CEP is a model that can be related to state/event implementations for event-driven apps.  With CEP, there’s a kind of correlation front-end that accepts policies or definitions of the things that constitute relevant “raw” event sequences, and from them generates process triggers.  In theory, a CEP front-end could eliminate the need for explicit state/event programming, but users of CEP say that most of their implementations of event-driven apps use CEP only to summarize raw events, to cut down on the complexity of later state/event processes.

This opens the last of the issues of event-driven apps, which is event distribution.  Realistic event-driven systems tend to consist of Four classes of components—event generators that actually source the primary events in a system (sensors, for example), event distributors that take a single primary event and distribute it to multiple parties based on some publish/subscribe or bus process, and event processors that actually receive and “handle” events.  In some cases, event processors may then link back to process controllers that take real-world action.  All of this presumes some mechanism for event distribution, for which the event distributor processes are a key.

Distributors would normally have a fixed association with an event generator or a series of related generators, which means that it’s likely they have a dedicated connection of some sort.  You don’t want to have event generators, which are the devices likely to be most numerous in an event-driven system, handling a lot of processing or supporting a lot of direct connections—it raises costs and security concerns.  The distributors would define both a mechanism for knowing about the event processors that wanted a given event, and the connectivity framework that supported the distribution itself.

The overhead associated with an event distributor is important, and for two reasons.  First, many instances of the distributor are likely to be deployed, so you don’t want the process to be expensive to run.  Second, the distributor is in the primary path of events, and any latency introduced by the distributor will add to the “length of the control loop”, which is a way of describing the time interval between the generation of an event and the completion of the event processing.  It’s fair to say that the success of event-driven apps is linked explicitly to the effectiveness of event distributors.

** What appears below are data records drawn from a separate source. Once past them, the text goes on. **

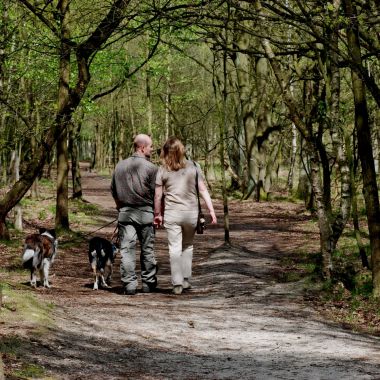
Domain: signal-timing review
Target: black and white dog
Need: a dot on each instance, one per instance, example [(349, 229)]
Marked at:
[(38, 255), (101, 254)]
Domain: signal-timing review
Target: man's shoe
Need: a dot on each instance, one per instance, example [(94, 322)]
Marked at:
[(129, 292), (177, 289), (186, 284), (149, 288)]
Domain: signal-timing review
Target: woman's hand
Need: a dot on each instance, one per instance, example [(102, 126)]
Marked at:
[(213, 217), (157, 222)]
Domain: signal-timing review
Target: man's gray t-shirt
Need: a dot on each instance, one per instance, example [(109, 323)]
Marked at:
[(133, 182)]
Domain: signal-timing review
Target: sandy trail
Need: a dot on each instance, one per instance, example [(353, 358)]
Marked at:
[(236, 323)]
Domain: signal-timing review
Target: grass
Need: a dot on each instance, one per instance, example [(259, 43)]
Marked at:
[(347, 297), (20, 307)]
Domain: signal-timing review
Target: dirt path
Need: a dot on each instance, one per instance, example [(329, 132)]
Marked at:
[(237, 322)]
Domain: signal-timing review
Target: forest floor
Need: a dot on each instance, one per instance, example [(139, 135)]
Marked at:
[(239, 321)]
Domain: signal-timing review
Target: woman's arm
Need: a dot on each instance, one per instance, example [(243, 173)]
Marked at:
[(206, 196), (158, 206)]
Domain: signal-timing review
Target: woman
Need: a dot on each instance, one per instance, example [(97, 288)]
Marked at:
[(176, 179)]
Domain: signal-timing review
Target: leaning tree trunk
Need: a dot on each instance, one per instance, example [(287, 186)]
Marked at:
[(363, 133)]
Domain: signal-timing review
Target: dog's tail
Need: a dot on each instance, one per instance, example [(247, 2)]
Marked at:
[(27, 255)]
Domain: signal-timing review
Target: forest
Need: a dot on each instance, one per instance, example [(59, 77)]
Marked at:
[(266, 95)]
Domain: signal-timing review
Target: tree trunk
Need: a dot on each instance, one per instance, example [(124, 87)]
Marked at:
[(75, 168), (62, 205), (370, 189)]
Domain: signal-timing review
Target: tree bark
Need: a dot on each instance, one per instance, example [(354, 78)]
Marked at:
[(370, 188)]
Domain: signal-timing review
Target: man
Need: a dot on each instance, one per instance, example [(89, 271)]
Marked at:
[(132, 187)]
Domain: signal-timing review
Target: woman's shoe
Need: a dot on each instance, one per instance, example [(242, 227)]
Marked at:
[(177, 289), (186, 284)]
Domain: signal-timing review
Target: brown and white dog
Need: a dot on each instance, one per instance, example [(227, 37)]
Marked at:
[(101, 254), (38, 255)]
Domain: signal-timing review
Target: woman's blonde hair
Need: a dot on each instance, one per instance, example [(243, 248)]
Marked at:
[(173, 154)]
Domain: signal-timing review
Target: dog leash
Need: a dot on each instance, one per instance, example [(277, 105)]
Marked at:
[(90, 233)]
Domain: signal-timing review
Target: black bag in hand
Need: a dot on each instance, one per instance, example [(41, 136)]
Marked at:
[(201, 221)]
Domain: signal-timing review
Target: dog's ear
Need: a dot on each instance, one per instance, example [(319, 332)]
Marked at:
[(52, 232)]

This is why I believe that the focus of IoT on connecting event generators via cellular wireless is so illogical.  Not only should we be looking primarily at local low-cost connectivity for sensors (which is already the practice in the real world), we should be looking not at the service of connecting sensors but at the service of distributing events.  A network operator or cloud provider who had the right combination of edge computing and efficient event distribution could be the true, big, winner in the IoT race.

So why aren’t we seeing examples of this?  A big part, I think, is that in the financial markets of today, it’s only the current quarter that counts.  Things like 5G sensor connection are easy for the Street to understand, and easy to see as near-term revenue-generators.  Something like an edge-computing-and-event-distribution deployment looks like an enormous source of “first cost”, the dip in cash flow that accompanies a service that needs major infrastructure deployment before it generates any compensating revenue.  Another part is that the network operators, the most likely to be long-term players in an event-distribution market, aren’t software types and don’t see the need, or the necessary architectural steps involved in fulfilling it.

I’m of the view that without some explicit exploitation of the event distribution opportunity, there will be no meaningful IoT beyond the simple orderly growth of the same sort of private applications of event processing and process control that we’ve seen for decades.  With a good strategy in place, IoT will meet many (perhaps, optimistically, even most) of the high expectations the market has set for it.  And somebody, or a small group of companies, will make some big bucks.